Ambos cruzaron su mirada, aterrada la del muchacho y llena de tristeza la del
“maestro”.
Los once
jóvenes fueron colocados junto a la cuneta, mirando a la carretera y el pelotón
disparó, aunque Joaquín lo hizo a las bardas. “Joaquín, remata el trabajo si
alguno aun respira” se oyó decir al jefe de los milicianos. Aun temblando y con
el miedo de ser él el siguiente, Joaquín desenfundó su pistola, mientras
escuchaba alejarse las pisadas de los milicianos, todos estaban muertos, menos
Álvaro. El joven tenía un ojo destrozado y parte de la cara, pero respiraba.
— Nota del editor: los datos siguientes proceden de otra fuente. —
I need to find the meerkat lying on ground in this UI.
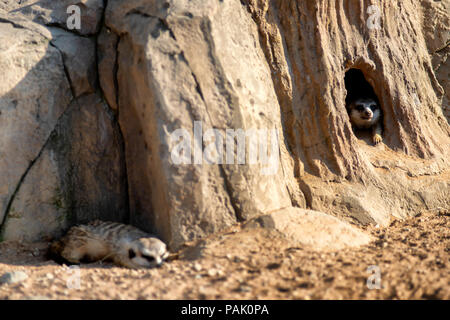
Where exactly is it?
[347,98,383,144]
[49,220,169,269]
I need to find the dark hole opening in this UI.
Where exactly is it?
[344,68,383,145]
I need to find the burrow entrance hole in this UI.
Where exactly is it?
[344,68,383,141]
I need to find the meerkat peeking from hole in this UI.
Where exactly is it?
[347,98,383,144]
[48,220,169,269]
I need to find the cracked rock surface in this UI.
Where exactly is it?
[0,0,450,258]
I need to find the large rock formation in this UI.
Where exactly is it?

Le
cortó las cuerdas que ataban sus manos y disparo al suelo, dos veces, para que lo
oyeran bien sus compañeros, tapado por los matorrales donde habían caído los
falangistas. Y luego se fue, sin que Álvaro supiese nunca que aquel labriego le
había salvado la vida.
Alguien del
bando rebelde debió pasar por allí, pues tras aquella noche, solo quedaron para
las alimañas diez cuerpos.
En agosto,
las tropas del general Dávila y los flechas negras italianos ya habían llegado
al Besaya y copado Santander. Los vascos se habían rendido con condiciones en
Guriezo y el general republicano Mariano Gamir Ulibarri, dando por perdida la
campaña, reagrupaba sus tropas hacia Asturias.
El 24 de
agosto Torrelavega había caído en manos de los sublevados y se habrían las
cárceles para que las ocuparan otros. En la planta baja del ayuntamiento se
había creado un improvisado puesto de mando, en el que los falangistas
intentaban coordinarse con las tropas de Dávila y con los italianos, que a
estas alturas hacían la guerra por su cuenta, saqueando Cabuerniga y
Mazcuerras. Pero lo militar no era su única ocupación. Listas, había que hacer
listas, y rápido. Militantes de izquierdas, colaboracionistas, militares no
adictos a la sublevación, y milicianos. La cuestión no era para ellos ganar,
sino erradicar esa “mala hierba roja”
Entre los
falangistas que febrilmente escribían los listados estaba Álvaro Ruiz-Conde
hijo, que tras ser salvado por Joaquín había permanecido en el monte esos
meses. Estaba vivo, aunque había perdido el ojo izquierdo, tapado por un trozo
de cuero que esgrimía a modo de galones de guerra. Aquella noche Álvaro la pasó
en vela escribiendo. Al final de aquella lista de condenados aparecía bien
claro un nombre: Joaquín Sanemeterio.
Al día siguiente
Joaquín fue detenido y Maria Carmen echada de su casa, dándose por finiquitado
el arriendo. Tras un breve juicio Joaquín fue llevado junto a otros presos
hasta los montes de Dualez, en la linde con Santillana, y en la misma cuneta
donde él tuvo piedad, él de nadie la recibió.
Acusada de ser
esposa de un rojo fue encerrada en el penal de Ávila hasta 1946. Cuando salió
tuvo que enfrentarse de nuevo a la realidad de aquellos años. Su hijo pequeño
había sido hecho prisionero en el Ebro, juzgado por rebelión y ajusticiado, en
algún lugar incierto.
Durante
aquellos años de odio recibió en el penal la visita de su nuera, viuda y con un
hijo que, acabada la guerra, había buscado a la familia de su marido. En aquel
penal, Maria Carmen entregó a Elvira lo más preciado que la quedaba. No tenía
casa, ni bienes, ni siquiera un lugar a donde ir a llorar a su marido y sus
hijos, tan solo una foto de aquel nublado día de 1936.
Volvió a
Ganzo con la obsesión de encontrar la tumba de su marido, lo cual nunca ocurrió,
al igual que nunca vio la de sus hijos. Maria Carmen moriría, sola y sin culpa
alguna que expiar en la residencia de Carrejo en 1958. Hoy, su nieto, Joaquín
Sanemeterio sigue atesorando está foto, mientras busca, junto a otros
españoles, donde puede rezar a sus muertos.